Take things you know that you can wear for both Summer and Winter:
Finding things that are wearable in both seasons is something I do consistently anyway. I’ve never had a seperate Summer and Winter wardrobe.
Start taking things to charity shops, selling things online etc:
Something I am doing a lot now is going through my clothes. Anything I haven’t worn in a long time I am giving away, or selling online. Some things are hard to part with, but they are just cluttering up space at my parents, and I don’t want to come home and sort things out at a later date.
Go to the bank:
I know we can do most banking things online now, but for things like mortgage payments, savings accounts etc, I prefer to actually talk to someone face to face. It’s important to have your banking sorted before you go. I managed to get my mortgage on a lower interest rate, so the tenant’s rent covers my repayments. It’s one less thing to worry about when I’m overseas and I know that I won’t have to keep topping up my house account! I also set up a new savings account, so that when I send money home I can earn interest on it!
Go to the doctor:
I visit the travel doctor before I travel and get immunisations and medications sorted. I’ve got my immunisations done to last 3 years, and have also bought a travel pack of medication for things like tummy upsets!
Buy things you need:
I know it’s kind of ridiculous to buy more things to take with you, but these things are important! From travel accessories (portable chargers) to new shoes (so you don’t have to buy them when you arrive). I’ve bought new toiletries that I need – e.g. shampoo bars, face wash, etc. I swear by shampoo bars when travelling – they don’t count as a liquid, which means that if you travel with carry on, you’ll have no issues with them! Since I’m moving to a different climate, I need to make sure I have things I will need there. Like I mentioned earlier, I don’t want to have to do a whole lot of shopping when I get there.

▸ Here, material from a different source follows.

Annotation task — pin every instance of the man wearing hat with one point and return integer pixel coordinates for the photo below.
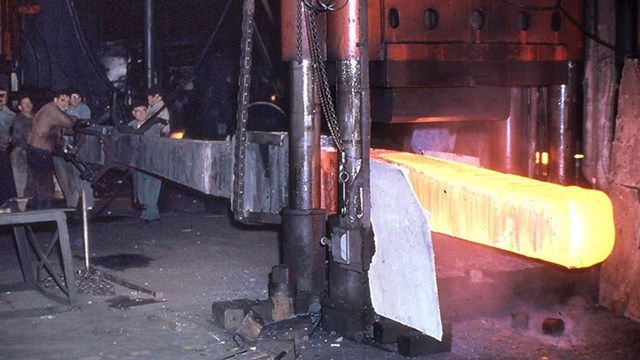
(67, 174)
(146, 188)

Easier said than done, I know. I’m going through the stage where I’m having difficulty sleeping because I keep thinking of all the things I need to do before I leave. I have a to-do list next to my bed, so I write down things in the night as I think of them! After Thursday, I’m not going to relief teach for four weeks, just so I can get a break before I go – I also want to catch up with friends and family before I leave. I’m going to be gone for a year. I need to come home in July/August 2020 to get some follow-up immunisations, and it’s a good reason to come home (perks of having flights mostly paid for by my school!).
I know people say ‘don’t count down to thing’ or ‘don’t spend your life looking forward to things’. But, it is ok to get excited about going, and feel nervous too. It’s completely normal. I think it’s a really great way to further my career and get into the area I want to work in. My career goals have changed since I was 21 and entering the teaching world. I wanted to be a teacher with team leadership, but now I’m wanting a bit more than that! I am so excited about how much travelling I can do, hikes I can go on (I’m currently breaking in my new hiking boots), and hopefully some horse-rides. Not to mention, the new people I’ll meet, different cultures, languages and traditions.

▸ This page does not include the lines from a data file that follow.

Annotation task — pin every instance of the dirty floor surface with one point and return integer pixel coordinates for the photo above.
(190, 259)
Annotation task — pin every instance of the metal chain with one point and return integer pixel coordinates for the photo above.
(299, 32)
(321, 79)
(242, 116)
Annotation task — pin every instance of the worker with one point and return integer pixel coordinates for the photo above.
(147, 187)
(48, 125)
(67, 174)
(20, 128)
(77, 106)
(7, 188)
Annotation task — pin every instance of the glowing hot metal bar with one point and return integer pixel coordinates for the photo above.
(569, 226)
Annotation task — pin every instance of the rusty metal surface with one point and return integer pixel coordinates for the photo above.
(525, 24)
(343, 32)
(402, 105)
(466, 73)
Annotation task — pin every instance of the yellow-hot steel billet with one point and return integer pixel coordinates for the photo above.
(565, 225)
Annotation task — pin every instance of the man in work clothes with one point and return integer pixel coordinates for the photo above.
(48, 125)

Learn some of the language:
For those of you travelling somewhere where your native language isn’t the official language, try to learn some of the language of the country you are going to. I’ve got the hard task of trying to learn some Russian or Azerbaijani, but I want to be able to say ‘hello’, ‘where is the toilet’, ‘how do I get to…’ and some other useful phrases. Of course, I’ll then have to actually understand what their response is!
If you have moved overseas before, how do you move overseas without stressing? Or, how about moving to a different city or state?